As radio apparatus like mobile phones, etc. come into wide use and have a wider range of application, antennas having a broader frequency range are required more than ever for radio apparatus. For instance, it is thought that an ultra-high frequency (UHF) band as broad as a couple of hundred megahertz (MHz) is required for receiving terrestrial digital television broadcast. In order that a radio apparatus using a single antenna for downsizing is adapted for two or more standards of wireless local area networks (WLAN) of different frequencies, the antenna has to cover both 2.4 gigahertz (GHz) and 5.2 GHz bands.
A multi-resonant antenna applicable to WLANs is disclosed in Japanese Patent Publication (Kokai), No. 2003-46318. The multi-resonant antenna includes an antenna element formed by a linear or band-shaped conductor one end of which is fed at a feeding point on and surrounded by a ground plane and another end of which is grounded on the ground plane. The antenna element is loaded with an impedance element so that the multi-resonant antenna resonates at a frequency determined by a length of the linear or band-shaped conductor and resonates at another frequency determined by a value of the impedance element.

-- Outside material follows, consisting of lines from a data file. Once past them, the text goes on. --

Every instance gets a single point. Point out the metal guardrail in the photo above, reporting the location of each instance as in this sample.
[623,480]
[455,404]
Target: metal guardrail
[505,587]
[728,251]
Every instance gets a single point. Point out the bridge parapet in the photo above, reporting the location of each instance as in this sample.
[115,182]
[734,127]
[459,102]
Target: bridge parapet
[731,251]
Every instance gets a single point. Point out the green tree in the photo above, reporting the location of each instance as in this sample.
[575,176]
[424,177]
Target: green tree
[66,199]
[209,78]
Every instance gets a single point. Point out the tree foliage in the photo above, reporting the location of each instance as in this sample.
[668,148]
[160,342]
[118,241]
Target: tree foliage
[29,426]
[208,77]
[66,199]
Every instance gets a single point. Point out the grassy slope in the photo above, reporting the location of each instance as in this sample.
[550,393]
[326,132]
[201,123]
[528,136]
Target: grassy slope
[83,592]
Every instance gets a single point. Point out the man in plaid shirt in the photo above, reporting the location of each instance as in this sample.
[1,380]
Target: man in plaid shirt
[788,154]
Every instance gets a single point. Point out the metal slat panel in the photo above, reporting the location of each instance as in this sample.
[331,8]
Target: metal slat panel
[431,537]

An antenna including an antenna element formed by a linear or plate-shaped conductor loaded with a reactance element for multi-resonance is disclosed in Japanese Patent Publication (Kokai), No.2004-40596, and is called here a reactance-loaded antenna. The antenna element of the reactance-loaded antenna is divided by the reactance element by a ratio that determines a resonant frequency of the reactance-loaded antenna.

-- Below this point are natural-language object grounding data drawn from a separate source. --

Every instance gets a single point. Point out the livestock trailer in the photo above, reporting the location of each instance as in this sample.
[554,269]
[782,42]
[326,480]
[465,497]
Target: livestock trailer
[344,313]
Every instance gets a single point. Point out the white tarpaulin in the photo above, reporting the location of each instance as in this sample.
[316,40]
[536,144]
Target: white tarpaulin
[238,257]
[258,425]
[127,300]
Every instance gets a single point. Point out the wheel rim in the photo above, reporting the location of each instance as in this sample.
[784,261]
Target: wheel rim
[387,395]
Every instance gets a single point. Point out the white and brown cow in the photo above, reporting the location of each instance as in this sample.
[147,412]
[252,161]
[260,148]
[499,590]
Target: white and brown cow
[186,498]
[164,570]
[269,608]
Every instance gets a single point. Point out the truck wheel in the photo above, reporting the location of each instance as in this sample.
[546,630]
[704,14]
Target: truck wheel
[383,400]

A majority of radio apparatus adopt built-in antennas these days. In order to select a type of built-in antennas, it is necessary to examine candidates of built-in antennas from viewpoints of size, inefficiency of radiation caused by return currents, necessity of balance-to-unbalance transformation, etc.
As one of the candidates that may somehow satisfy the necessity from the above viewpoints, known is a half-wavelength T-type monopole antenna. One example of that type of antenna is disclosed in:    Sekine, S. and Shoki, H., “Characteristics of T-type monopole antenna with parallel resonance mode”, IEICEJ. Trans. Vol. J86-B, No. 2, pp. 200-208, February 2003 (in Japanese).

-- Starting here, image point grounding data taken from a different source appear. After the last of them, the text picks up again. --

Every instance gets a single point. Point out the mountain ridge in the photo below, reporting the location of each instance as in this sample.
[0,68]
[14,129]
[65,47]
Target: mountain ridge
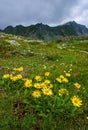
[46,32]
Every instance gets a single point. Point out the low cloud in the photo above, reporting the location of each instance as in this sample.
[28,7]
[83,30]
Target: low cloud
[51,12]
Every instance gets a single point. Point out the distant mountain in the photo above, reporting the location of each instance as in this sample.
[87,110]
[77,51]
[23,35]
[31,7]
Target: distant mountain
[45,32]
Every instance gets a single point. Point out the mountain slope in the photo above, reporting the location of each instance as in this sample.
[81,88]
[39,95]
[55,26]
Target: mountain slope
[45,32]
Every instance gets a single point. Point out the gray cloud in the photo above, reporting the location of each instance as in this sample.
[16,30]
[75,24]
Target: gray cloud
[51,12]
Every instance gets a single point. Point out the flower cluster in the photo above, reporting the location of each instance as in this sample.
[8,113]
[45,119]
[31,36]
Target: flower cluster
[42,85]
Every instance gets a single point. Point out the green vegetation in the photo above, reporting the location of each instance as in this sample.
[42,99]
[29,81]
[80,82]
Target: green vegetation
[43,85]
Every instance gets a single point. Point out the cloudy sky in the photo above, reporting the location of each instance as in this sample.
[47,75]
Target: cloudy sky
[51,12]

The above example of the T-type monopole antenna is configured that lengths of a left half and a right half thereof are unequal so that the antenna may be resonant in a parallel resonance mode and may cope with both downsizing and efficiency of radiation by increasing input impedance.
The multi-resonant antenna or the reactance-loaded antenna described above may be multi-resonant by being loaded with a reactance element located at a middle portion of the antenna element, i.e., somewhere between both ends of the antenna element. In a case where a resonant frequency needs to be changed or tuned, however, a value of the reactance has to be adjusted. Hence, there is a problem that the above antennas may not be suitable for an application that needs a significant change of the resonant frequency, e.g., WLANs.
The parallel resonance mode of the T-type monopole antenna described above may be effective depending on a configuration of radio apparatus. The T-type monopole antenna, however, may not be suitable for a radio apparatus a feeder system of which is designed to match the input impedance of the antenna at a series resonant frequency of the antenna, as the increase of the input impedance in the parallel resonant mode is likely to cause a mismatch.